妊娠中でもできるむくみの予防方法を2つご紹介します。

 

・適度な運動
運動することで血流がよくなるため、適度な運動を心がけることでむくみが予防できます。無理をしないでおこなえ、気分転換にもなるウォーキングがおすすめです。ただ、医師からあまり動かないようにという指導を受けている場合は、医師の指示に従うようにしましょう。

 

・適度な塩分制限
体内の塩分濃度が高くなるほどむくみやすいため、妊娠中は塩分を摂りすぎないような工夫が必要です。妊娠中の塩分摂取の目安は、7~8gです。汁物は塩分が多めです。ラーメンのスープやみそ汁は、具だけを食べるようにしましょう。

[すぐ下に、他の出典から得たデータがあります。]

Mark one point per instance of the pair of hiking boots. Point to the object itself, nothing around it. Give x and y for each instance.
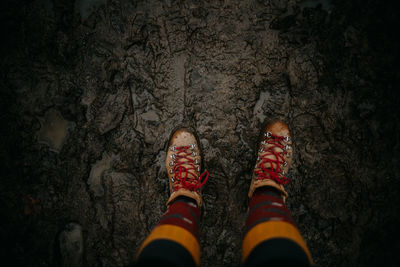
(183, 162)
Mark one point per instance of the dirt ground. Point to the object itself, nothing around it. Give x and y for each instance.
(91, 90)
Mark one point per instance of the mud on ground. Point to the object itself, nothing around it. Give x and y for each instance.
(90, 91)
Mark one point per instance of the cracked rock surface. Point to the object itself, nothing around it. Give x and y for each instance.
(91, 90)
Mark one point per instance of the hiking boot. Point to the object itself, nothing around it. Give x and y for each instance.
(183, 164)
(275, 154)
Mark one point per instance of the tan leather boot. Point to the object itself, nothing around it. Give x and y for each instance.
(275, 155)
(183, 164)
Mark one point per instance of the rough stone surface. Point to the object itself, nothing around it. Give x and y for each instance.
(126, 73)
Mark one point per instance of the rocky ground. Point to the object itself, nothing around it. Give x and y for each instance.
(91, 90)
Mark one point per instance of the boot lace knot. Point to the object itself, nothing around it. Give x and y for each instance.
(185, 169)
(272, 158)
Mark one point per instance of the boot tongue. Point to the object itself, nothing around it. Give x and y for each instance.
(187, 170)
(269, 148)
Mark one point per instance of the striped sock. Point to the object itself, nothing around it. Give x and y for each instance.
(174, 240)
(271, 235)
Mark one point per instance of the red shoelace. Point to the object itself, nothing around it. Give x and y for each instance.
(278, 160)
(186, 175)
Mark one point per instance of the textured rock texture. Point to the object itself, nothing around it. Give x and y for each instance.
(91, 90)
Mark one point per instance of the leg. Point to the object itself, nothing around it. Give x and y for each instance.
(271, 237)
(174, 241)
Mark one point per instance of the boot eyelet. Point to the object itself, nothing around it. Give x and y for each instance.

汁を飲みすぎないようにするだけでも塩分の摂取量を抑えることができます。また、よく使う調味料のしょうゆの塩分濃度は、16〜17%あると言われています。ポン酢がしょうゆの塩分濃度の約半分とされているため、ポン酢を使った料理などを取り入れるのもおすすめです。

 

むくみの解消法

妊娠中は、むくみが慢性化しやすいため、むくみを解消効果が期待できるグッズを利用してケアをおこなうのがおすすめです。

 

・着圧ソックス
締め付け感のあるソックスが着圧ソックスです。滞りがちな血液の循環を促進して、むくみを軽減してくれる効果が期待できるアイテムで、弾性靴下やストッキングタイプなどがあります。医学的根拠に基づいた段階着圧のマタニティ用ソックスなどもあるため、うまく活用するとよいでしょう。ただし履きっぱなしはよくないので、注意しましょう。

 

・マッサージ
脚は、重力の影響で血液が心臓に戻りにくいため、むくみやすい傾向があります。1日の終わりやゆっくりと過ごせるときに、足首から太もものほうへ手を滑らせるようにしてマッサージすると滞った流れを促すことができます。ただ、おなかが大きくなるにつれ、脚のマッサージもやりづらくなります。そのようなときは、無理をせずできる範囲でマッサージをおこなえば大丈夫です。パートナーに手伝ってもらうとよいかもしれません。

 

・足を心臓よりも高くする
横になったとき、クッションなどの上に足を置き、足が心臓よりも高い位置になるようにするのがむくみ解消に有効とされています。足が高くなることで、心臓に向かって血液が流れやすくなるためです。血行がよくなっている入浴後やマッサージの後におこなうとより効果的に心臓へ血液を流すことができるでしょう。

 

 

まとめ

これまでむくみを経験したことがなかった方でも、妊娠することでむくみに悩まされることがあります。ほとんどが心配のない軽度なむくみのため、妊娠中でもできるむくみの解消法や予防法を実践してうまく乗り切りましょう。ただ、なかには心配なむくみがあります。むくみがひどいと感じたら早めにかかりつけ医に相談しましょう。